Eğer Atatürk’ü anlasaydık: Sanatsal bakış açısının, bilimden endüstriye, dış siyasetten tasarımcıya kadar her konuda, Ar-Ge, inovasyon, yaratıcılık, sürdürülebilirlik gibi bugünün moda kavramlarının onsuz olamayacağını bilirdik.

Eğer Atatürk’ü anlasaydık: Hurafeler üzerine kurgulanmış bir inanç manzumesi yerine, gerçek dinin akıl ve ilimle yorumlanması gereken bir değer olduğunu bilirdik.

Eğer Atatürk’ü anlasaydık: Futboldan siyasete kadar her alanda ait yaratmak yerine, güçlü bireyler üzerine kurgulanmış, vatandaşlar topluluğundan oluşan bir yapı oluşturmanın önemini bilirdik.

Eğer Atatürk’ü anlasaydık: Bu başlığı her konu için uzatabilirim. Sportmen olmayı bile anlayamadığımız için beceremedik. Biz onu sevmeyi becerdik; en azından tamama yakın büyük bir çoğunluğumuz.
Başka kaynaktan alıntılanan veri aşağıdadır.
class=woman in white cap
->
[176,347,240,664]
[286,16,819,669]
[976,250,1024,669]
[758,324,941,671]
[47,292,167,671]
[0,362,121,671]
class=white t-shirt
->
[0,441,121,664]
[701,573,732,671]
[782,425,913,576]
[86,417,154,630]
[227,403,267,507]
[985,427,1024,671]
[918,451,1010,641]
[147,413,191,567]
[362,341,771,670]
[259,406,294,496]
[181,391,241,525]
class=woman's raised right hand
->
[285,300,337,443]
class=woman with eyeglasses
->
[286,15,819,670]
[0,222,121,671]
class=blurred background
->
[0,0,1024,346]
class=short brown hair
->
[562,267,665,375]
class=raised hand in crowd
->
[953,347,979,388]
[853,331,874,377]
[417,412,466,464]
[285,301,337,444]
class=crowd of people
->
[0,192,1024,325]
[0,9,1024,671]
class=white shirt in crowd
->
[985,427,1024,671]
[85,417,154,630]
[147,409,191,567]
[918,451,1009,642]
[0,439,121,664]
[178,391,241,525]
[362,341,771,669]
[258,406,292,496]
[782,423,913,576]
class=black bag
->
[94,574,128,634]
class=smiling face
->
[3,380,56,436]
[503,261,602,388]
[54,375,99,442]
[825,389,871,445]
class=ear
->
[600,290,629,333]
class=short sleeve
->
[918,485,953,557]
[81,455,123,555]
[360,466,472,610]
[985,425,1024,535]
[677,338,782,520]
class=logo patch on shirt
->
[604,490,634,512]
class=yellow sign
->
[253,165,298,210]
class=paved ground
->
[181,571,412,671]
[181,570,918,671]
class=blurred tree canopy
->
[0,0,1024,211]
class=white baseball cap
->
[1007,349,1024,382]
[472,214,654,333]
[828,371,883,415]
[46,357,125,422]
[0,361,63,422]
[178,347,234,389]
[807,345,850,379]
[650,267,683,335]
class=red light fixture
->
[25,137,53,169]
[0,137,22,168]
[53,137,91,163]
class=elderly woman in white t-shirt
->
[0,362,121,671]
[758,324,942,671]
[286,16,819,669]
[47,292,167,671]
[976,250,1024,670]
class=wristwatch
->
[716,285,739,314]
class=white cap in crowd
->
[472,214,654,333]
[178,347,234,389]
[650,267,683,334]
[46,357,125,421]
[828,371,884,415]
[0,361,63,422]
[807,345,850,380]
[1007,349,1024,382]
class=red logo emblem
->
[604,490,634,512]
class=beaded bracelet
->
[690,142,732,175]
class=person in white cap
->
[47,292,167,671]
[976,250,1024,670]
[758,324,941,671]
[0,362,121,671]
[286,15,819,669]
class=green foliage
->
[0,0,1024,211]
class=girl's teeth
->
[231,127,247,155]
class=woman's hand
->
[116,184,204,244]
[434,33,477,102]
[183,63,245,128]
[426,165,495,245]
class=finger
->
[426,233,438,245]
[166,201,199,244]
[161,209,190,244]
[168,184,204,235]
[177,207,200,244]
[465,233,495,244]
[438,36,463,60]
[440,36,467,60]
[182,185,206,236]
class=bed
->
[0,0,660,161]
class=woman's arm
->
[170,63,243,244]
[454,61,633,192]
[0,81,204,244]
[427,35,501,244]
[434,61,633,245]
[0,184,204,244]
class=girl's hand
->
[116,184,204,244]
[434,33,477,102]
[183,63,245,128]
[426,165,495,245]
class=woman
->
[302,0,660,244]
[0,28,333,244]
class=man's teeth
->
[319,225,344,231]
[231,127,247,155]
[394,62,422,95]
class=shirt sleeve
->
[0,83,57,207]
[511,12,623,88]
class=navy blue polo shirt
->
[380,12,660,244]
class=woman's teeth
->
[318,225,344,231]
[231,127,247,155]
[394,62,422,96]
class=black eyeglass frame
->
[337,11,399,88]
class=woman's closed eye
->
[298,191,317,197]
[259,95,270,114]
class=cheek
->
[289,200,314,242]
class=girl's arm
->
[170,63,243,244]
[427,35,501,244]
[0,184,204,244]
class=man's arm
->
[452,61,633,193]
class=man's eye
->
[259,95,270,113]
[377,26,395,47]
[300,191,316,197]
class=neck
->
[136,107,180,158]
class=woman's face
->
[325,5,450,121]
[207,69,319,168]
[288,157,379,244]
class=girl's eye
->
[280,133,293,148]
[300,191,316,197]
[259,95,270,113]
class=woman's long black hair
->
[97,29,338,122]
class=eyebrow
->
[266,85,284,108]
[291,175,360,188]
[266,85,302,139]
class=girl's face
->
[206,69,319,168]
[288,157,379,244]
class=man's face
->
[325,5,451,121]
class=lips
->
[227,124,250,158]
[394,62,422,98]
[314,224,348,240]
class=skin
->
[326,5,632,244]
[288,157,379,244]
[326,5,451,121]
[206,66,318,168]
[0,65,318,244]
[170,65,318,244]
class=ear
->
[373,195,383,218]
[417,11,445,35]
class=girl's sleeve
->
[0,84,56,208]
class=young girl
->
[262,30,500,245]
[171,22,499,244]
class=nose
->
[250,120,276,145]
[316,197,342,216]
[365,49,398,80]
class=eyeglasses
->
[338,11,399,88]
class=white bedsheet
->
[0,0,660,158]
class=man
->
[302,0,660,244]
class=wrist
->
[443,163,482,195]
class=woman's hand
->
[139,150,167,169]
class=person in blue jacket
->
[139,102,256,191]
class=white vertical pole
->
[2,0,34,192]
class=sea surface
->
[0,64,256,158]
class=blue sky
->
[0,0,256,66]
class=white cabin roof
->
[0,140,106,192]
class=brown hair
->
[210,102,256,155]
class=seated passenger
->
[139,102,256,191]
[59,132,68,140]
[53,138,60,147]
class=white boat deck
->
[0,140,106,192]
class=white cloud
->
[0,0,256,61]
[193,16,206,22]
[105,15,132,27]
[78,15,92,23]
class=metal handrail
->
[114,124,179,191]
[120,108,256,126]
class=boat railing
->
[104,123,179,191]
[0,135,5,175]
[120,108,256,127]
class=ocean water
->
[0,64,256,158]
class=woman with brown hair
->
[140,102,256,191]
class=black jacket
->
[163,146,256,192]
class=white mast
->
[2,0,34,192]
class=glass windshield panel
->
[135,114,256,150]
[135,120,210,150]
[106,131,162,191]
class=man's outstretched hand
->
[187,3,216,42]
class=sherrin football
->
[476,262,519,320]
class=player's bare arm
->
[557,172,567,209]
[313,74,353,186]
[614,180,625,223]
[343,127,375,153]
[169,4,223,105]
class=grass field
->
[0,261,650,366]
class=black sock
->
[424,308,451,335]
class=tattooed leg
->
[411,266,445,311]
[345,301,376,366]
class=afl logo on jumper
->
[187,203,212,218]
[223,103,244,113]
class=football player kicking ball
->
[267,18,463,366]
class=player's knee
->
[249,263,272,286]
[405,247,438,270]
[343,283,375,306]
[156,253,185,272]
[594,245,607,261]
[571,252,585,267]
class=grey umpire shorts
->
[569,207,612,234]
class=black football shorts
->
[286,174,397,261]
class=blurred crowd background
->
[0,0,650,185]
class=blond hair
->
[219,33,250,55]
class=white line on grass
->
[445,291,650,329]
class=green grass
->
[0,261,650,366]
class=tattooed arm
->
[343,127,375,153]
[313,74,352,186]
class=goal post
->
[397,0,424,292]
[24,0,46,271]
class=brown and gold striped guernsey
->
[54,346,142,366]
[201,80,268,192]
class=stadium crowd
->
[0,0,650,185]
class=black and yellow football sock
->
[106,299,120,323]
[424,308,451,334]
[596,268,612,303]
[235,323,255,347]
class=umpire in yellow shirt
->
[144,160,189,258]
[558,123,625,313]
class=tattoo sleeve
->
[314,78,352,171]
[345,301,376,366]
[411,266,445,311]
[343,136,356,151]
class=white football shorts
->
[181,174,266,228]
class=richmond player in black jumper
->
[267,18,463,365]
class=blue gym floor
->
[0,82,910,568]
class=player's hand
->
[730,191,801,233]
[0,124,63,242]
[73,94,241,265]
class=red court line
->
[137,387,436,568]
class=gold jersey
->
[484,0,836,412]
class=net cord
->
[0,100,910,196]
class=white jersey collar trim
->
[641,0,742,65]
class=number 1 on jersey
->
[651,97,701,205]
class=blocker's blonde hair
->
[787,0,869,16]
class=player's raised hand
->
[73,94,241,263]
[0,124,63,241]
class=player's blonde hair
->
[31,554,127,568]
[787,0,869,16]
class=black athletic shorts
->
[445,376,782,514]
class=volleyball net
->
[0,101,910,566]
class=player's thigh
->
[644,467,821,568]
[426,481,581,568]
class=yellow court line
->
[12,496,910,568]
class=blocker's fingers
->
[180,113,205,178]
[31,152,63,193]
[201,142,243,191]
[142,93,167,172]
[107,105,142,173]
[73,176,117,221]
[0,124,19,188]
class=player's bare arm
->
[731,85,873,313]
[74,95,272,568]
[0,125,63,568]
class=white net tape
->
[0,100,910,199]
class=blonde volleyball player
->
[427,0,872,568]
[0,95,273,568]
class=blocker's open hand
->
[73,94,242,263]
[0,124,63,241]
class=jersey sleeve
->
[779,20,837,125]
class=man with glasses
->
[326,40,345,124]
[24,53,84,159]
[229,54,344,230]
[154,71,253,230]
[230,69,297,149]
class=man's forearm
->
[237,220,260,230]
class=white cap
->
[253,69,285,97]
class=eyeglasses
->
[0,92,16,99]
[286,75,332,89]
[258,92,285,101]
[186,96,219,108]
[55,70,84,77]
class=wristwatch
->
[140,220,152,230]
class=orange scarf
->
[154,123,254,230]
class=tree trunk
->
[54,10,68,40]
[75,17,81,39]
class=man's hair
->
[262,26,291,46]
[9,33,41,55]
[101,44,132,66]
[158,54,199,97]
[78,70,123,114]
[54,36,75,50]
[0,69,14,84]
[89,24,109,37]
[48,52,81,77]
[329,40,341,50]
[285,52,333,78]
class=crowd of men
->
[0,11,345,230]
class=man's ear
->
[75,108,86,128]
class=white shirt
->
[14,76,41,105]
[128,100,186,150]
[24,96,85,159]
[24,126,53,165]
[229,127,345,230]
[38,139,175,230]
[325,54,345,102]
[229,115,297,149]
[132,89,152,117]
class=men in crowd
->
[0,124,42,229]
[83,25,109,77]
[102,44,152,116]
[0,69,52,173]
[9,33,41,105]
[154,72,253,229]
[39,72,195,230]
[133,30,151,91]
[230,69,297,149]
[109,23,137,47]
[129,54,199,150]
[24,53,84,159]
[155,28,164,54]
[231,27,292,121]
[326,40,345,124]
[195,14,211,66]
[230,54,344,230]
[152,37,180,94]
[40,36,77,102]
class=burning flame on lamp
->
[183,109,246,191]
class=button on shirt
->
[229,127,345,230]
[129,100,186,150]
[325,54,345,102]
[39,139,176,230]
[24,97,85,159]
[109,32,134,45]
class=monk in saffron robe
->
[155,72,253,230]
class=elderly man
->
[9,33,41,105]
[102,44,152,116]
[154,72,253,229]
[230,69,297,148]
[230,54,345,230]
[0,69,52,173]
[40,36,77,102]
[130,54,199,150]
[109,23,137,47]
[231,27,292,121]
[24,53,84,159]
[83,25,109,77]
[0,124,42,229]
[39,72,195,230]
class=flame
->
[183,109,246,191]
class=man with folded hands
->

Ama yine büyük bir çoğunluğumuz onu hiç anlamaya çalışmadı ki...

Lakin sizlere bir haberim var. Bugün kim kendini nerede görüyorsa görsün; önümüzdeki süreç Atatürk’ü iliklerimize kadar anlayacağımız bir özellik sergileyecek. İşte o gün ya anlayıp, bu ülkeyi çamurdan çıkaracağız ya da ‘keşke anlasaydık’ diyeceğiz.

İyi ki bu toprağın evladı; iyi ki bizim Atamız’sın... Minnettarız Atam.